Bw/Harris Poll: The Bull Slows To A TrotPeter Coy
A year ago, optimism was high in the annual BUSINESS WEEK/Harris Poll of investors. Fully 52% of respondents thought stocks would go up in the year ahead, many more than in the three previous years. How wrong they were: Wall Street is headed toward its worst year since 1990. Now, chastened, only 32% of poll respondents expect stocks to rise, the lowest figure in the five years the question has been asked. Are they right this time? Or does their pessimism mean that the market is oversold, setting the stage for an enormous rally?
The value of the BUSINESS WEEK/Harris Poll is the insight it gives into investors' thinking. For instance, this year's poll helps explain why so many people are still pumping money into stocks--when so few expect the market to go up in 2001. Apparently, it's because many think they have a talent for picking winners. We asked investors if they thought they could beat the market. Some 79% said they were very or somewhat confident they could, vs. just 3% who weren't.
The stock market's bad year seems to have influenced investors in other ways as well. Slightly fewer thought stocks were overpriced at current levels. Investors were also a little less worried about turbulence: The numbers expecting less stock market volatility in the year ahead more than doubled, from 11% in 1999 to 24% this year.
But people have lost a bit of confidence about likely long-term returns from stocks.
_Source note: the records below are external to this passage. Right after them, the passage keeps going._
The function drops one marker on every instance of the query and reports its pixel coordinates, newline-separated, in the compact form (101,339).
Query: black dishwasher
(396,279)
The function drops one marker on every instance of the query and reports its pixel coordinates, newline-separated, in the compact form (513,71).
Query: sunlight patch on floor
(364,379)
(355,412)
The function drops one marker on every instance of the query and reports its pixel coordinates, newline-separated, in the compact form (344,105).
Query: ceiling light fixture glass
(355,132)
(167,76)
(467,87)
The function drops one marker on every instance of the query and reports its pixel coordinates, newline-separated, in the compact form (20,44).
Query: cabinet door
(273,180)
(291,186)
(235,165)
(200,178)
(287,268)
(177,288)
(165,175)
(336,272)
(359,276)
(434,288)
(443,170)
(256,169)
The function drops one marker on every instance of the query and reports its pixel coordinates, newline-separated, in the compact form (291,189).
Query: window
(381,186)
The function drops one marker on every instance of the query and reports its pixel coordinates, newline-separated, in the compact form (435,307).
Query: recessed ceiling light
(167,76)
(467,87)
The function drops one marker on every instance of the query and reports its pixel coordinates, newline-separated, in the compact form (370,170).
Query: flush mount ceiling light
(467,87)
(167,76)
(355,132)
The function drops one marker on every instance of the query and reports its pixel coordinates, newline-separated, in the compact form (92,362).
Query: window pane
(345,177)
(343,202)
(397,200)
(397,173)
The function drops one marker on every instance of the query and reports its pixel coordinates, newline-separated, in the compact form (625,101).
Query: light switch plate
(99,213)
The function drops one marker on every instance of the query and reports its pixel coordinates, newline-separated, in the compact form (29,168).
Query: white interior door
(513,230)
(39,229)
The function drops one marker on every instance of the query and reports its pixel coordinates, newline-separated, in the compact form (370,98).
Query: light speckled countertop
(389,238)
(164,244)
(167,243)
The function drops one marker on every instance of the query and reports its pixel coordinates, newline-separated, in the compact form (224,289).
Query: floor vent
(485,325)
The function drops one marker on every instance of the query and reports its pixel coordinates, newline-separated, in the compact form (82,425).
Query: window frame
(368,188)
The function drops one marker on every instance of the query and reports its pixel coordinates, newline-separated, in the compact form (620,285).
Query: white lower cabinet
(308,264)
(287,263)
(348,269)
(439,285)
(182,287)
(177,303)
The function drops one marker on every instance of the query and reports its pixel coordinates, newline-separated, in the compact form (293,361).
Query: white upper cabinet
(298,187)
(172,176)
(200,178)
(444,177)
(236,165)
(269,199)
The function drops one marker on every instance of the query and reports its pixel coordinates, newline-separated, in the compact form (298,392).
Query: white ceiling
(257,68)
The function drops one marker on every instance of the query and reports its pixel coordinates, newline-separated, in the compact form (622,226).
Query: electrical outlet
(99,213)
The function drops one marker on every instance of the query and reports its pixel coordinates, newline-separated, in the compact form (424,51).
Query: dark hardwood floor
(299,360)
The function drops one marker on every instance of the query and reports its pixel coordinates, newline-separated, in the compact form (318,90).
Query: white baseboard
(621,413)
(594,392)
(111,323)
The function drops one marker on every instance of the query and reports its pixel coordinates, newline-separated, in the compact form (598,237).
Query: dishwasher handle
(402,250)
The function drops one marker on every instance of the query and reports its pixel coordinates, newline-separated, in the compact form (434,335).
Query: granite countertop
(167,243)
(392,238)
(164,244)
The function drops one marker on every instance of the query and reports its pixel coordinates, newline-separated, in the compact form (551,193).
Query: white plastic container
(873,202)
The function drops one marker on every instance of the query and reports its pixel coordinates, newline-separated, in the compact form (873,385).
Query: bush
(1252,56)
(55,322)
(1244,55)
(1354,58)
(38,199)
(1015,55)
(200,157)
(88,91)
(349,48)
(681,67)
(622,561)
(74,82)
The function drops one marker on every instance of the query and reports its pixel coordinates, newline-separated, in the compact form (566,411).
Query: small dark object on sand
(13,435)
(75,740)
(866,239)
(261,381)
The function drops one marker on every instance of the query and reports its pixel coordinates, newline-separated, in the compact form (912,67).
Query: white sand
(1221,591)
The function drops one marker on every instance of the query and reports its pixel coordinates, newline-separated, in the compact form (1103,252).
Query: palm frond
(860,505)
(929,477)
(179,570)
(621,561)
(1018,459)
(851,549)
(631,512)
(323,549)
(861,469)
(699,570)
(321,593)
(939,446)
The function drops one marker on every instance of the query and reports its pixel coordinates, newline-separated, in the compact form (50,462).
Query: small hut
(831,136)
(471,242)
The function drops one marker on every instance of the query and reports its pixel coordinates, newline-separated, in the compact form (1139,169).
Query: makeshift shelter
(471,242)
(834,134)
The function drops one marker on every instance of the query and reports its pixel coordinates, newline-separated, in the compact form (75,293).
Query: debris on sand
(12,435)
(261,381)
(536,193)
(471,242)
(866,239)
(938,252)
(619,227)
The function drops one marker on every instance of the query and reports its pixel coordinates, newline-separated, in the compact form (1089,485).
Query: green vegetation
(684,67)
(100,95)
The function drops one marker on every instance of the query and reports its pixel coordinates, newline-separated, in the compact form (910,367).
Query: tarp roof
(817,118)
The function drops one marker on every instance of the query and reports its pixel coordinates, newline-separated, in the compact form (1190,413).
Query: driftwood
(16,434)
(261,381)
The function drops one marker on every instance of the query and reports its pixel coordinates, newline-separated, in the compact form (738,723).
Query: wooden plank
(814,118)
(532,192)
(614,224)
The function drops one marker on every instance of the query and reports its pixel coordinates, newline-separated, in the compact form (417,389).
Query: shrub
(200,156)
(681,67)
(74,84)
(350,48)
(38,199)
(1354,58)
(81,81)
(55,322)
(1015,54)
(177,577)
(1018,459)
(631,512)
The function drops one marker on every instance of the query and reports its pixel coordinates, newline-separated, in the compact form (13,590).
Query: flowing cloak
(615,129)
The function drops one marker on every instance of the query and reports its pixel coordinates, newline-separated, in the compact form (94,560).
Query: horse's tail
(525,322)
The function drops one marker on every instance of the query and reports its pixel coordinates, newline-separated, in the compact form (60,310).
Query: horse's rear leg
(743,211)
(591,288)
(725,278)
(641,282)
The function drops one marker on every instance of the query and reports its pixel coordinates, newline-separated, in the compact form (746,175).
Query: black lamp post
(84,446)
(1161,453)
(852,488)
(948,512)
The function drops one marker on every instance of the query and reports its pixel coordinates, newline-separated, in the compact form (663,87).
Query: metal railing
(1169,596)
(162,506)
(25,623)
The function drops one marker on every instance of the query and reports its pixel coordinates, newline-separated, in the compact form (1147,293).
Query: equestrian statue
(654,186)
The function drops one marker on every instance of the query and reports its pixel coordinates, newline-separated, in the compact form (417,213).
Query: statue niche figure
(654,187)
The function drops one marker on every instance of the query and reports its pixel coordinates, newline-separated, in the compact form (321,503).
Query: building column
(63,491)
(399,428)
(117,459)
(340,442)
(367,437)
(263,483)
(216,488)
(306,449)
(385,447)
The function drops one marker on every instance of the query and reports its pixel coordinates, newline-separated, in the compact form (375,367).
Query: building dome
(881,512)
Some 40% thought total returns would be less than 10% a year, a figure that has risen steadily from a low of 31% in 1997. The share of people expecting returns of 15% or more has correspondingly shrunk, to 24%.
Despite the collapse of Internet stocks, 25% continued to believe such issues are very overpriced, down from 33% last year. Only 8% thought they were somewhat or very cheap. Views on the overall stock market shifted little, with 11% saying the market was overpriced, compared with 12% last year.
One last thing: Without getting specific, we asked people between Nov. 28 and Dec. 4, in the midst of the Florida election dispute, how they thought "the political situation in Washington" would affect the stock market over the next year. Some 30% thought the effect would be positive, 38% said it would be negative, and 18% believed there would be no effect at all.